Non solo le istituzioni preposte non comprendono l’importanza fondamentale di analizzare i dati in tempo reale. Non comprendono neppure l’importanza della qualità dei dati. Vengono confusi (al momento della comunicazione) i nuovi infetti col bilancio degli infetti (col paradossale risultato di avere a volte un numero negativo di nuovi infetti); vengono confusi i nuovi infetti coi positivi al tampone del giorno precedente, quando magari il tampone conteggiato è il terzo dello stesso paziente; vengono riverificate le cause di morte e i numeri aggiornati non al giorno della morte ma a quello della verifica (è successo in Finlandia, con le statistiche che in un giorno hanno riportato il singolare dato di -1 morto; e, ho controllato, non si era ancora a Pasqua). Possono sembrare sottigliezze da statistico, ma quando i dati sono “sporchi”, o addirittura mancanti per scarsa trasparenza dei governi (è il caso della Cina, almeno del periodo iniziale dell’epidemia, dell’Iran e chissà di quanti altri) è difficile ricavarne elaborazioni utili alla comprensione del fenomeno.

Infine, altre lezioni ci vengono dalle difformità dei dati epidemici a livello internazionale.
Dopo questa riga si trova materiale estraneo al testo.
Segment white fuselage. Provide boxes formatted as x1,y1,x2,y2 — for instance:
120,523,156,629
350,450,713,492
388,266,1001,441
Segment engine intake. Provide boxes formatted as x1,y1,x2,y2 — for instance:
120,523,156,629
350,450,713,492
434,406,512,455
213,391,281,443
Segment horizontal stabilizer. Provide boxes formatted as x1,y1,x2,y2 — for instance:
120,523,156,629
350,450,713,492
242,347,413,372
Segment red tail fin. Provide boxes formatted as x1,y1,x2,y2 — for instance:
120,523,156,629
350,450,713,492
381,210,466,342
Il confronto con i dati della Germania (su cui molto si è fantasticato) è emblematico: in Italia la mortalità (cioè la proporzione di morti rispetto alla popolazione) è di 384 per milione di abitanti, in Germania è di 54 per milione di abitanti. E la letalità (cioè la percentuale di morti rispetto ai malati) che in Germania è attorno al 3%, in Italia supera il 13%.
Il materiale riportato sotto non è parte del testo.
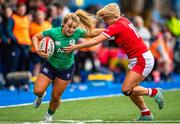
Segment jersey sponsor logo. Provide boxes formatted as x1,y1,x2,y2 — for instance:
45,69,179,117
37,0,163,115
55,41,61,46
42,67,49,74
57,48,65,53
55,39,76,53
69,39,75,45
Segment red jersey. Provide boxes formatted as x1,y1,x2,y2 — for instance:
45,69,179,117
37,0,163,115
103,17,148,59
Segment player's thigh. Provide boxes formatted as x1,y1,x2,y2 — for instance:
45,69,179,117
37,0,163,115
34,73,52,92
52,78,70,99
122,70,145,90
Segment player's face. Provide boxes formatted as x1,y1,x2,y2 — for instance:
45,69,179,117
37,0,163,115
62,19,78,36
102,16,114,25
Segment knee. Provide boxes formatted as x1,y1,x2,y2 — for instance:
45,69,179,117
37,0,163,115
121,87,133,96
34,88,44,96
52,94,60,102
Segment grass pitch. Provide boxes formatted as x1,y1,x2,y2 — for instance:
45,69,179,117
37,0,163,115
0,90,180,123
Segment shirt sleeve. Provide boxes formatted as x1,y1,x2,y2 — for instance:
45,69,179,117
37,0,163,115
42,29,53,37
102,24,120,38
77,28,86,38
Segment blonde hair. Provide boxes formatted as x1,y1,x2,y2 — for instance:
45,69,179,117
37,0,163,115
63,9,97,32
97,3,121,18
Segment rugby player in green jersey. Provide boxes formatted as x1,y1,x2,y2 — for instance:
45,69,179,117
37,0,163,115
32,10,104,121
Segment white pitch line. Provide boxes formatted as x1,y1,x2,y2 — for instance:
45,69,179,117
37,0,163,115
0,89,180,109
0,94,122,109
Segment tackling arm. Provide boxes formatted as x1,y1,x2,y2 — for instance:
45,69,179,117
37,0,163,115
63,34,108,53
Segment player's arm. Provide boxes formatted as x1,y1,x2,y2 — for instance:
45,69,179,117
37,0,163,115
32,32,47,58
32,33,43,51
85,28,105,38
63,34,108,53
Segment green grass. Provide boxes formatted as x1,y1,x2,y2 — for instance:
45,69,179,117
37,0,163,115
0,91,180,123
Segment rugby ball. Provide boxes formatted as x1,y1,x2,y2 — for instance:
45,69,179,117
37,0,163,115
39,37,55,57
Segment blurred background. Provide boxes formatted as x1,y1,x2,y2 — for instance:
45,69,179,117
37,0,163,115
0,0,180,105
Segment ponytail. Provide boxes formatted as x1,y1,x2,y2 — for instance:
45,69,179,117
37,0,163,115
75,9,97,33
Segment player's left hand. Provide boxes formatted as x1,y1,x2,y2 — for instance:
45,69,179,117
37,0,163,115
62,44,76,54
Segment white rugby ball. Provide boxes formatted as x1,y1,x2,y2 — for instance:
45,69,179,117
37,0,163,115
39,37,55,57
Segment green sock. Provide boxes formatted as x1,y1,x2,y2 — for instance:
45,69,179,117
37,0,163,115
48,108,55,115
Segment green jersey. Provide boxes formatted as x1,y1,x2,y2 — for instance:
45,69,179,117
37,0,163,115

Quali sono le cause? La prima è una diversa struttura demografica. In Italia ci sono più anziani, e questi sono anche i soggetti che muoiono di più. E mentre in Germania l’età media dei malati è di 45 anni, in Italia è di 63 anni.
E questo ci porta alla seconda causa: una diversa struttura sociale. In Italia è fortemente trigenerazionale, con scambi e contatti frequenti tra figli, genitori e nonni. In Germania lo è molto di meno (circa metà delle famiglie in Germania ha questa struttura sociale rispetto a quelle italiane).
Alcuni hanno anche supposto che, mentre in Italia vengono comunicate tutte le morti in pazienti con Covid-19, in Germania comunicherebbero solo quelle per Covid-19. La differenza sta nella proposizione semplice che si sceglie di usare e, dal punto di vista della classificazione delle cause di morte avrebbero ragione i tedeschi (ammesso che l’ipotesi sia vera): la causa di morte è “la malattia che ha dato origine al processo morboso che ha condotto alla morte”. Questo significa che in un paziente immunodeficiente per HIV che contragga il virus e muoia, la causa di morte corretta sarà: infezione da HIV.
Infine, ma fondamentale, è la diversa solidità e capacità ricettiva delle strutture sanitarie: mentre in Italia si tardava fino quindici giorni per avere una diagnosi molecolare (col tampone), in Germania si aveva nei primi due giorni. In questo modo le terapie potevano cominciare precocemente: così, mentre al terzo giorno il paziente tedesco entrava in terapia, quello italiano passava altri 7-10 giorni con la sola compagnia del paracetamolo.
E quando si arriva all’ospedale, si fanno i conti col numero di letti di terapia intensiva: 5000 in Italia per 60 milioni di abitanti, contro 28000 (ora aumentati a 40000) in Germania per 80 milioni di abitanti.

In conclusione, molto abbiamo imparato da questa lezione e, ne sono certo, molto altro impareremo. Tutto sta a vedere se stavolta avremo memoria o se, come al solito nel nostro smemorato Paese, passata la festa, gabbatu lu santu.